Les Américains savent ce qu’ils peuvent donner. Mais y a-t-il
quelque chose qu’ils aimeraient recevoir ? »
Immanuel Wallerstein in L’autre Amérique : les Américains
contre l’état de guerre
La Discorde n°11, éd. Textuel, 2002, p. 179
Il y a au moins deux Ground Zero que 25th Hour
de Spike Lee circonscrit intelligemment pour ensuite en croiser
les occurrences. Celui qui donne son nom à l’absence des tours
jumelles du World Trade Center détruites par un commando
suicide dirigé par des sbires d’Oussama Ben Laden le 11 septembre
2001 et à partir duquel, dès le générique, le film de Lee
prévoit d’inscrire les circonvolutions et les disparités de
son récit. Et celui qu’indique le titre même, cette vingt-cinquième
heure signifiant pour le protagoniste, Montgomery Brogan (Edward
Norton), que sa peine de sept ans de prison pour trafic de
drogue est exécutoire à cette date. On ajoutera un troisième
Ground Zero, celui qui voit le cinéaste lui-même réévaluer
sa manière et ses précédents discours, en examiner les failles
idéologiques, comme s’il s’agissait pour lui, en cela très
proche de son personnage, de repartir de zéro en faisant le
tour des actions passées soumis au tamis d’un relativisme
criticiste, de remettre les pendules à l’heure du nouveau
méridien, celui du 11 septembre. La Jungle Fever est
bel et bien retombée.
C’est donc en logeant trois types de vide au cœur de son projet
cinématographique, d’une part les ruines encore fumantes de
l’attentat perpétré par les terroristes de Al-Quaida, d’autre
part ce hors-champ temporel que sera la prison et sur laquelle
spéculent Monty et ses proches, enfin les sautes et faux-raccords
que le cinéaste multiplient dans son régime filmique, que
25th Hour peut prétendre légitimement à être une entreprise
de reconsidération généralisée de soi et du monde alentour.

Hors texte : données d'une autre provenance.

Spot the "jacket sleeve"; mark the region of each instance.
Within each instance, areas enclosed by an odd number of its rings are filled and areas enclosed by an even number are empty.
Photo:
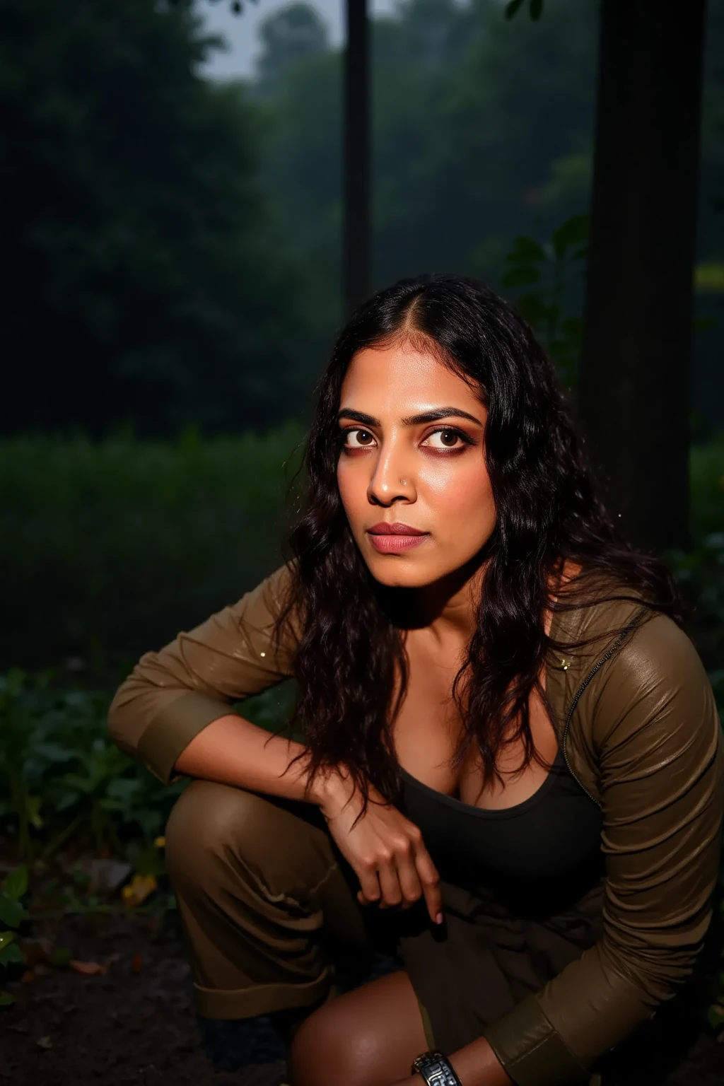
[[[206,724],[292,674],[293,639],[275,653],[271,637],[289,581],[282,566],[238,603],[141,657],[109,709],[109,731],[122,750],[168,783],[176,759]]]
[[[651,618],[601,668],[579,712],[589,714],[599,767],[602,936],[484,1031],[518,1086],[588,1081],[676,995],[713,911],[724,737],[689,639]]]

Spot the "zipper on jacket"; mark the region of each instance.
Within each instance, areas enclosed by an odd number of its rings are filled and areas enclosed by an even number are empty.
[[[568,714],[567,714],[567,717],[566,717],[566,724],[563,725],[563,738],[561,741],[561,750],[563,752],[563,760],[564,760],[567,769],[568,769],[569,773],[571,774],[571,776],[573,778],[573,780],[580,785],[581,788],[583,788],[583,791],[588,796],[588,798],[593,799],[593,801],[596,804],[597,807],[600,807],[600,804],[598,803],[598,800],[594,796],[590,795],[590,793],[588,792],[588,790],[585,788],[583,786],[583,784],[581,784],[581,781],[579,781],[577,776],[575,775],[575,773],[573,772],[573,770],[570,767],[570,763],[569,763],[569,760],[568,760],[568,755],[566,754],[566,736],[568,735],[568,728],[569,728],[569,724],[571,723],[571,719],[572,719],[573,714],[575,711],[575,707],[579,704],[581,695],[583,694],[584,690],[586,689],[586,686],[588,685],[588,683],[590,682],[590,680],[604,667],[604,665],[608,660],[611,659],[611,657],[613,656],[613,654],[619,651],[619,648],[621,647],[621,645],[623,644],[623,642],[626,640],[626,637],[628,636],[628,634],[631,633],[631,631],[636,626],[638,626],[642,617],[645,615],[645,613],[647,610],[648,610],[647,607],[642,607],[640,610],[636,611],[636,614],[632,618],[632,620],[628,623],[628,626],[624,627],[624,629],[621,631],[621,633],[619,634],[619,636],[617,637],[617,640],[613,642],[613,644],[611,645],[611,647],[604,654],[604,656],[601,656],[601,658],[598,661],[598,664],[594,668],[590,669],[590,671],[588,672],[588,674],[586,675],[586,678],[583,680],[583,682],[579,686],[577,691],[575,692],[575,696],[574,696],[573,700],[571,702],[571,705],[569,707],[569,710],[568,710]]]

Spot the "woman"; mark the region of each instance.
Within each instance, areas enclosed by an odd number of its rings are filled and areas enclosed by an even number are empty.
[[[588,1082],[712,915],[724,744],[675,584],[471,279],[354,314],[306,465],[293,559],[111,707],[124,749],[196,779],[167,860],[200,1013],[296,1010],[293,1086],[419,1082],[430,1050],[462,1086]],[[229,709],[289,675],[304,744]],[[332,959],[376,946],[404,969],[339,995]]]

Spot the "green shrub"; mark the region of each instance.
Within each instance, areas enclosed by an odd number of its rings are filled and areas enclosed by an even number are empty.
[[[302,438],[0,442],[0,668],[77,657],[110,682],[238,599],[281,561]]]

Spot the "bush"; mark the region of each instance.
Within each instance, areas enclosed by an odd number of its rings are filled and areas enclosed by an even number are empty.
[[[75,657],[110,682],[238,599],[282,560],[302,438],[1,442],[0,668]]]

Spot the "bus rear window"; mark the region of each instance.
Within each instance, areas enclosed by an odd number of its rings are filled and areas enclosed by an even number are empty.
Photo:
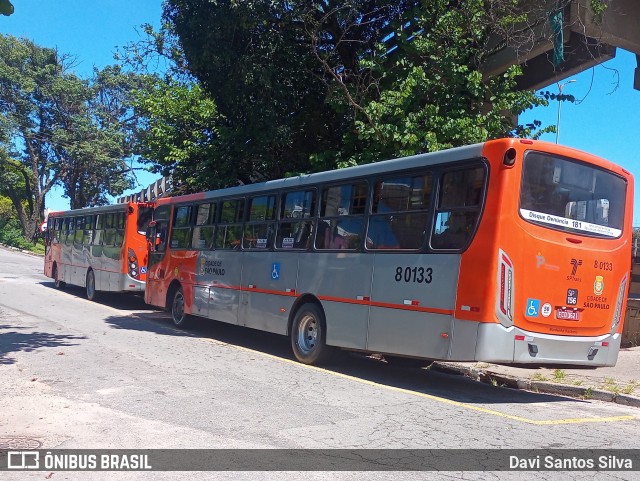
[[[524,159],[520,215],[554,229],[597,237],[622,234],[627,182],[575,160],[541,152]]]

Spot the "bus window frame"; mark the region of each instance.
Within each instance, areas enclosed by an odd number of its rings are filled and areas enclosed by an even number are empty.
[[[277,205],[277,212],[276,212],[276,232],[275,232],[275,236],[274,236],[274,241],[273,241],[273,250],[277,251],[277,252],[308,252],[314,249],[314,245],[315,245],[315,236],[316,236],[316,229],[317,229],[317,225],[318,225],[318,212],[319,212],[319,206],[320,206],[320,202],[319,202],[319,198],[320,198],[320,185],[318,184],[312,184],[312,185],[307,185],[307,186],[301,186],[299,188],[296,189],[290,189],[290,190],[286,190],[284,192],[281,192],[280,195],[278,195],[278,205]],[[293,212],[292,212],[292,216],[291,217],[283,217],[283,209],[286,206],[286,203],[284,202],[284,199],[286,198],[287,195],[292,194],[292,193],[297,193],[297,192],[311,192],[311,195],[313,196],[312,199],[312,212],[310,213],[309,217],[295,217],[293,216]],[[310,224],[311,225],[311,232],[307,235],[307,239],[305,242],[305,246],[304,247],[295,247],[295,242],[293,244],[292,247],[278,247],[278,236],[280,235],[280,229],[282,228],[282,224],[294,224],[294,223],[305,223],[305,224]],[[284,239],[284,238],[283,238]]]
[[[355,186],[357,184],[363,184],[366,186],[367,189],[367,194],[365,196],[365,202],[364,202],[364,206],[363,206],[363,211],[360,214],[352,214],[351,212],[348,214],[343,214],[343,215],[331,215],[331,216],[322,216],[322,208],[323,208],[323,203],[324,203],[324,195],[325,192],[328,191],[329,189],[332,188],[336,188],[336,187],[343,187],[343,186]],[[312,244],[312,248],[314,252],[363,252],[363,246],[364,246],[364,239],[365,239],[365,234],[366,234],[366,228],[367,228],[367,220],[368,220],[368,213],[367,213],[367,209],[369,209],[369,205],[371,202],[371,182],[370,182],[370,178],[369,177],[355,177],[353,179],[348,179],[346,181],[338,181],[338,182],[326,182],[323,183],[321,185],[318,185],[318,200],[317,200],[317,209],[316,209],[316,222],[315,222],[315,229],[314,229],[314,235],[313,235],[313,244]],[[353,201],[356,198],[356,196],[354,195],[354,193],[352,193],[351,195],[351,199],[350,199],[350,204],[349,204],[349,210],[351,211],[351,209],[353,208]],[[321,222],[328,222],[328,226],[322,226],[322,228],[325,231],[333,231],[333,230],[337,230],[338,225],[336,224],[335,226],[331,226],[331,222],[332,221],[339,221],[339,220],[346,220],[346,219],[354,219],[354,218],[360,218],[361,219],[361,226],[360,226],[360,231],[358,233],[359,235],[359,239],[358,239],[358,244],[355,247],[352,248],[335,248],[335,247],[327,247],[327,248],[322,248],[322,247],[318,247],[317,246],[317,241],[318,241],[318,234],[320,233],[320,229],[321,229]],[[325,234],[326,235],[326,234]],[[325,239],[326,242],[326,239]]]

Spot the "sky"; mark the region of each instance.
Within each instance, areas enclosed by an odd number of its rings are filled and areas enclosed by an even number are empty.
[[[15,13],[0,17],[0,33],[26,37],[40,46],[57,48],[76,57],[74,70],[89,77],[93,67],[115,63],[114,52],[140,38],[143,23],[158,26],[161,0],[13,0]],[[564,93],[575,96],[574,104],[564,102],[560,118],[559,143],[604,157],[630,171],[640,181],[640,91],[633,89],[635,55],[617,49],[608,62],[568,77],[575,82]],[[543,90],[558,92],[553,83]],[[557,122],[557,102],[546,108],[524,112],[521,123],[533,119],[543,125]],[[555,134],[543,140],[555,142]],[[139,191],[157,176],[138,173]],[[640,191],[640,187],[637,189]],[[640,226],[640,192],[634,199],[634,225]],[[53,210],[69,208],[59,190],[47,197]]]

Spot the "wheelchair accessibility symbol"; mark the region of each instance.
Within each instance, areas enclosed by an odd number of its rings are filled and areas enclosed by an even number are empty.
[[[527,299],[527,317],[538,317],[540,312],[540,300],[539,299]]]
[[[280,279],[280,263],[274,262],[271,264],[271,279],[277,281]]]

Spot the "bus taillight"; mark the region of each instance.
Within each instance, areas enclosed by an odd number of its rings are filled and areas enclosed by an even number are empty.
[[[138,257],[136,256],[133,249],[129,249],[127,255],[127,270],[129,271],[129,275],[134,279],[138,279],[140,277],[140,270],[138,269]]]
[[[614,334],[618,329],[618,324],[620,324],[620,319],[622,318],[622,304],[624,302],[624,298],[627,295],[627,275],[625,274],[622,278],[622,282],[620,283],[620,288],[618,289],[618,299],[616,301],[616,309],[613,311],[613,322],[611,324],[611,333]]]

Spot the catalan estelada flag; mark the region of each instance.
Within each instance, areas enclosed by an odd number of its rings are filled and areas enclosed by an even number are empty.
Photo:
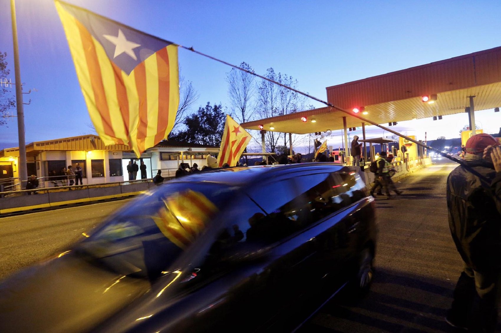
[[[322,144],[322,146],[319,147],[318,150],[317,150],[317,152],[315,153],[315,158],[317,158],[317,155],[318,155],[321,152],[325,152],[325,150],[327,150],[327,140],[326,140],[324,142],[324,143]]]
[[[221,148],[217,156],[217,164],[219,168],[225,163],[227,163],[230,166],[235,166],[252,138],[238,122],[226,114],[224,132],[222,134]]]
[[[139,157],[174,126],[177,46],[55,2],[96,132],[105,144],[128,144]]]

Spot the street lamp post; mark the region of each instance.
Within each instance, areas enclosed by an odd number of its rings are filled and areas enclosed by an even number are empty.
[[[19,46],[18,44],[18,28],[16,20],[16,4],[11,0],[11,16],[12,20],[12,40],[14,48],[14,73],[16,77],[16,106],[18,113],[18,136],[19,140],[19,180],[21,190],[23,182],[28,180],[26,167],[26,144],[25,142],[25,112],[23,104],[23,86],[19,66]]]

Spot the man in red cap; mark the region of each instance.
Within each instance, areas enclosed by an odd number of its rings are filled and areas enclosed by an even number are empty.
[[[500,294],[501,214],[490,189],[496,176],[484,150],[499,142],[488,134],[470,138],[464,162],[447,180],[449,226],[464,268],[445,320],[455,328],[493,332]]]

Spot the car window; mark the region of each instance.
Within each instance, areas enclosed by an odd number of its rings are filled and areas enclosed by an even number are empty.
[[[339,210],[344,204],[341,195],[345,186],[335,182],[331,174],[317,174],[297,177],[301,192],[301,226],[306,227]]]
[[[335,201],[346,207],[366,196],[365,184],[355,172],[335,172],[332,174],[338,191]]]
[[[132,202],[76,250],[125,275],[155,278],[204,232],[234,192],[219,184],[164,185]]]
[[[264,210],[248,216],[246,238],[249,242],[271,244],[299,230],[301,214],[294,178],[260,186],[250,198]]]

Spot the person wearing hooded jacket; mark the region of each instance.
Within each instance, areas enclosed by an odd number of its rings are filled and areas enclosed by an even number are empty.
[[[217,165],[217,158],[215,158],[213,156],[211,156],[210,155],[207,156],[207,165],[204,166],[203,168],[202,168],[202,170],[206,170],[207,169],[212,169],[215,168],[218,168],[219,166]]]
[[[361,150],[360,146],[363,144],[358,143],[358,136],[353,136],[353,140],[351,142],[351,156],[353,158],[353,166],[360,166],[360,155]]]
[[[447,180],[449,226],[464,267],[445,320],[473,332],[495,332],[501,296],[501,212],[491,190],[496,172],[482,158],[487,146],[498,145],[488,134],[472,136],[465,145],[466,166],[456,167]]]

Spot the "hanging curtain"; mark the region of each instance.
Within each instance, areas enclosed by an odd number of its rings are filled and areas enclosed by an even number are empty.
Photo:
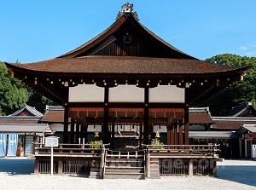
[[[0,133],[0,157],[5,157],[7,134]]]
[[[8,157],[15,157],[18,147],[18,134],[9,133],[9,143],[8,143]]]

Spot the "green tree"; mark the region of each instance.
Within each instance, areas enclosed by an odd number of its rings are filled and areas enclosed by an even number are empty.
[[[19,80],[11,78],[4,63],[0,61],[0,107],[2,115],[9,115],[28,100],[28,92]]]
[[[221,65],[251,66],[243,81],[240,81],[236,85],[201,105],[209,107],[212,116],[225,116],[232,107],[256,98],[256,57],[223,54],[207,58],[206,60]]]
[[[39,111],[42,113],[44,113],[46,105],[56,106],[56,104],[49,99],[38,94],[37,92],[32,91],[30,89],[28,89],[28,92],[29,99],[26,104],[31,107],[34,107],[38,111]]]

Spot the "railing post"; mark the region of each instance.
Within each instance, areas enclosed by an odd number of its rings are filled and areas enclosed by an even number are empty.
[[[189,176],[193,176],[193,161],[194,159],[189,159]]]
[[[150,178],[150,150],[146,147],[146,176]]]
[[[100,162],[100,176],[103,178],[104,170],[104,158],[105,158],[105,147],[104,145],[101,146],[101,162]]]

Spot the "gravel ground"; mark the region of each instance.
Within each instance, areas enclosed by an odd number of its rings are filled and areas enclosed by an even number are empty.
[[[89,179],[34,175],[33,160],[0,158],[0,188],[4,189],[256,189],[256,161],[218,163],[218,176],[162,176],[161,179]]]

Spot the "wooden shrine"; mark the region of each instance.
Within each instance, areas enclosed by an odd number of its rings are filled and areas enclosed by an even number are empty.
[[[154,125],[166,127],[169,146],[189,146],[189,107],[235,84],[248,69],[180,51],[144,26],[130,3],[108,28],[65,55],[5,64],[15,78],[65,107],[64,143],[86,142],[88,125],[99,124],[112,150],[119,148],[116,127],[127,124],[138,127],[140,149],[150,144]]]

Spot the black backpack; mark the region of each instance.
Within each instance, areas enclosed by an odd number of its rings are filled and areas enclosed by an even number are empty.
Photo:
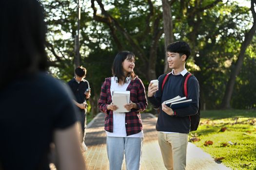
[[[169,73],[165,75],[165,77],[164,77],[164,79],[163,79],[163,82],[162,83],[162,93],[163,92],[163,87],[164,86],[164,85],[165,84],[165,83],[166,82],[166,81],[167,80],[168,78],[169,77],[169,75],[170,75],[171,73]],[[188,87],[187,85],[187,83],[188,82],[188,79],[191,76],[192,76],[192,74],[190,73],[190,72],[188,72],[185,76],[184,76],[184,81],[182,82],[182,85],[183,85],[184,88],[183,88],[183,92],[185,94],[185,96],[186,97],[188,97]],[[193,116],[189,116],[189,119],[190,119],[191,122],[191,125],[190,125],[190,132],[191,131],[196,131],[197,129],[197,127],[199,125],[199,122],[200,121],[200,110],[201,109],[201,104],[200,102],[200,97],[199,98],[199,105],[198,105],[198,110],[197,111],[197,113],[195,115]]]

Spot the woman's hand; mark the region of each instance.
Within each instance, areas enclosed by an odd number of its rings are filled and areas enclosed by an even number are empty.
[[[126,109],[128,111],[130,111],[131,109],[134,108],[134,109],[137,109],[137,105],[133,102],[131,102],[129,104],[125,104],[124,106],[124,108]]]
[[[113,102],[110,104],[108,104],[107,106],[107,109],[108,110],[111,110],[115,111],[117,110],[117,109],[118,109],[118,106],[116,105],[114,105]]]
[[[163,102],[162,103],[162,110],[168,115],[173,116],[174,115],[174,111],[173,109],[171,107],[167,106]]]

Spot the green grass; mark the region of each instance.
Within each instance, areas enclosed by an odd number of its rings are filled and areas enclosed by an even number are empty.
[[[222,128],[227,129],[220,132]],[[201,112],[194,143],[232,170],[256,170],[256,111],[214,110]],[[191,137],[191,133],[190,137]],[[204,145],[207,140],[212,145]],[[227,145],[223,146],[223,143]]]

Si Lee a tendance à délayer, notamment en ce qui concerne
la fin de son film, à ajouter couche psychologique sur couche
existentielle, à tirer sur toutes lignes d’un récit dont on
sent bien qu’il cherche à en épuiser toutes les ressources
intelligibles (cette même peur que l’on trouve chez Sean Penn
et qui alourdit aussi ses films, celle de ne pas en avoir
suffisamment dit), c’est qu’il est animé du beau souci de
confronter tous les discours en présence sans jamais sombrer
dans une saturation de ceux-ci due justement à leur confrontation
et qui les renverraient tous dans une inanité démissionnaire
pour le cinéaste.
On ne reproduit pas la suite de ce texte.